Ob in Hannover, Göttingen, Darmstadt, Mannheim oder Frankfurt, Karlsruhe, Bonn und Köln: Die Informationen über den geplanten Castor-Transport "haben die Leute schon erschüttert", sagt Edelgard Gräfer aus Sallahn. Sie war eine von zwölf hiesigen Gorleben-Frauen, die sich an zwei Tagen auf eine "Ochsentour" begehen hatten: Mit der Bahn reisten sie bis nach Philippsburg, von wo aus der Castor nach Gorleben kommen soll, und zurück.
In Philippsburg, wo der Castor nach wie vor transportbereit im Außenbereich des Atomkraftwerkes steht, bringen die Gorleben-Frauen in einem symbolischen Akt das Motto des Lüchow-Dannenberger Widerstandes zum Ausdruck: Sie legen sich quer.
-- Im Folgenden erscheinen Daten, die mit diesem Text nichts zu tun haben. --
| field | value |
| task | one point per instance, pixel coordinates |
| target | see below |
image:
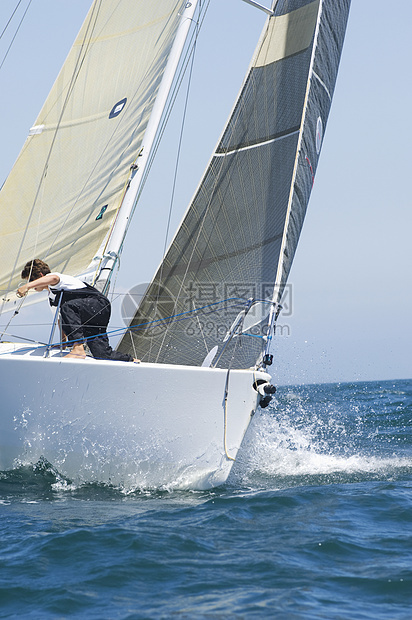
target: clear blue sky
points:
(351, 283)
Der Zwischenstopp in Bonn wird für eine Pressekonferenz mit dem BUND genutzt.
Quelle: Elbe-Jeetzel Zeitung09.08.1994
Am 9. August gibt das niedersächsische Umweltministerium bekannt, dass es bei der Beladung des Castor-Behälters im Atomkraftwerk Philippsburg-2 zu einer "Pannenserie" gekommen sei.
Gleich zu Beginn der Beladung entdeckten Techniker etwa 180 Gramm Nickelspäne im Behälterschacht, die von der Nachbearbeitung der Nickel-Innenbeschichtung beim Hersteller stammt und nicht abgesaugt wurde.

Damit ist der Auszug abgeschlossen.